Untuk diketahui, mikroplastik merupakan menjadi partikel plastik yang diameternya kurang dari 5 milimeter sampai 330 mikron (0,33 mm). Bahkan, ada partikel plastik berukuran lebih kecil lagi yang disebut nanoplastik.
Semakin kecil ukuran mikroplastik yang semakin kecil akan lebih mudah diserap tubuh sehingga potensi kerusakan jaringan yang dipicu juga besar.
Pada Oktober lalu, Lembaga Ilmu Pengetahun Nasional Australia menyatakan, saat ini di dasar laut dunia sudah terdapat sekitar 14 juta ton mikroplastik yang berasal dari seluruh sampah yang memasuki lautan setiap tahunnya.
Sementara itu, sebuah riset menyatakan bahwa Indonesia termasuk sebagai negara kedua terbesar yang menghasilkan sampah plastik ke laut setelah China dengan jumlah sampah mencapai 1,29 juta ton per tahun.
Pandemi yang melanda telah meningkatkan potensi ancaman mikroplastik akibat limbah APD yang ikut dibuang ke lingkungan. Dalam setahun terakhir, masker, sarung tangan, baju hazmat, face shield dan jas hujan banyak ditemukan sungai yang mengalir ke laut.
Material plastik dari APD tersebut hanyut bersama berbagai jenis sampah plastik lainnya seperti botol minuman, kantong kresek, kemasan makanan, dan styrofoam.
Reza menjelaskan, riset yang dilakukan pada Maret-April 2020di muara Sungai Cilincing dan Sungai Marunda yang mengarah ke Teluk Jakata, menunjukkan bahwa plastik dari APD menyumbang 16% dari keseluruhan sampah plastik yang ada.
Sampah APD tersebut terdiri atas 780 item atau seberat 0,13 ton per harinya. Plastik yang mendominasi sampah di muara sungai yakni sebanyak 46-57% dari total sampah yang ada. Jumlah tersebut meningkat 5% dibanding survei sebelumnya pada 2016.
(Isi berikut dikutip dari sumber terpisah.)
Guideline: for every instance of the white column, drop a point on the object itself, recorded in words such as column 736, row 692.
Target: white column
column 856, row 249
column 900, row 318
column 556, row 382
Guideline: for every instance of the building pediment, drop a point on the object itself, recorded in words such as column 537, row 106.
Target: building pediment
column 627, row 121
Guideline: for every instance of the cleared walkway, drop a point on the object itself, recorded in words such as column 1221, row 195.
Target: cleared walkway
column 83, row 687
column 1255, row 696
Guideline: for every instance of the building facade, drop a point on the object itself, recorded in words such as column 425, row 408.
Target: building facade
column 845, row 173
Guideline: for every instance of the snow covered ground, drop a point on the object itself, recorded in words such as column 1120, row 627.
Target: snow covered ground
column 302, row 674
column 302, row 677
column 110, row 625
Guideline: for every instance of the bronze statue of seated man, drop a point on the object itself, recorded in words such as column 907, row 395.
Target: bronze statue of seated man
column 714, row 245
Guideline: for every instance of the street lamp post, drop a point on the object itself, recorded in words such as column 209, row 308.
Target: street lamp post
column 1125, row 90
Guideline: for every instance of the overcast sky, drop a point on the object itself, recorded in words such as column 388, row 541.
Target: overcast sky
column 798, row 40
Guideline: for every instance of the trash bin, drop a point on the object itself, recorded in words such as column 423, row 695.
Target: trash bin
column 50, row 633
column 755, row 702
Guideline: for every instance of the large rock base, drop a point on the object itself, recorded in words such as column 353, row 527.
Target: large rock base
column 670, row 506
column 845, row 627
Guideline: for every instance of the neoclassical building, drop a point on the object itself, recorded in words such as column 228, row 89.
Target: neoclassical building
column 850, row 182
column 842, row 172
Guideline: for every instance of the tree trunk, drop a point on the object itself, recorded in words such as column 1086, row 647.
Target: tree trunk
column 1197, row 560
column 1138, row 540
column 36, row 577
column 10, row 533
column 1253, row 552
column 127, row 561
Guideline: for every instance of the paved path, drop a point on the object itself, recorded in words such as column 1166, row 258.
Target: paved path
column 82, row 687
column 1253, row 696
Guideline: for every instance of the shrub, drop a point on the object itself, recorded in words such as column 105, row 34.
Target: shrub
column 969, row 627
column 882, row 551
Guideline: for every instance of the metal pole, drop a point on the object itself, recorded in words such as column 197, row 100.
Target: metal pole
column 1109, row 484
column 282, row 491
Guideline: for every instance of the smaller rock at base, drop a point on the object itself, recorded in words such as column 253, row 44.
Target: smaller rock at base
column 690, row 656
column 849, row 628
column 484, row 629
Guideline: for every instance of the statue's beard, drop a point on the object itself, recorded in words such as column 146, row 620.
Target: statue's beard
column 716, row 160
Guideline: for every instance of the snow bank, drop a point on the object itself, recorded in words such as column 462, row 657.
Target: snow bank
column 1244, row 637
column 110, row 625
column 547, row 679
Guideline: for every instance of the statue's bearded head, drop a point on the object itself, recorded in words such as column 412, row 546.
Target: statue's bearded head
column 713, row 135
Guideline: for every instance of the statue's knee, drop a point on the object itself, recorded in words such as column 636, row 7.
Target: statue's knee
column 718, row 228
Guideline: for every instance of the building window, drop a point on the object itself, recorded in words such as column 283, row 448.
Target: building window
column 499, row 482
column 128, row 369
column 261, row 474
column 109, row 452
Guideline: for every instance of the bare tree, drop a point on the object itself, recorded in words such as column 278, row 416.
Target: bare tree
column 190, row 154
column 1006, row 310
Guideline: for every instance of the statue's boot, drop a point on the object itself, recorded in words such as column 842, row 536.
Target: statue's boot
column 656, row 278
Kendati demikian, berat sampah tersebut justru menurun sebesar 28%. Artinya, sampah yang bertambah itu umumnya berbahan plastik yang memang relatif lebih ringan.
“Sangat mungkin mikroplastik di laut akan lebih tinggi di masa mendatang karena saat ini banyak sampah plastik dari APD yang masuk ke lingkungan. Padahal, riset kami pada 2015 dan 2016, sampah APD ini belum kami temukan,” ujarnya.
Diperkirakan, salah satu penyumbang tertinggi mikroplastik dari sampah APD itu adalah masker. Sebab, masker biasanya berbahan dasar polypropylene yang cenderung lebih cepat rapuh dibandingkan jenis plastik lain.
Setelah setahun pandemi melanda di Indonesia, belum ada lagi riset terkait bertambah atau menurun jumlah sampah APD yang mengalir ke laut. Namun, Reza mengaku, berdasarkan pengamatan visual yang dilakukan pada Januari 2021, masih sering ditemukan sampah APD yang tersangkut di jaring sampah milik Dinas Lingkungan Hidup DKI Jakarta.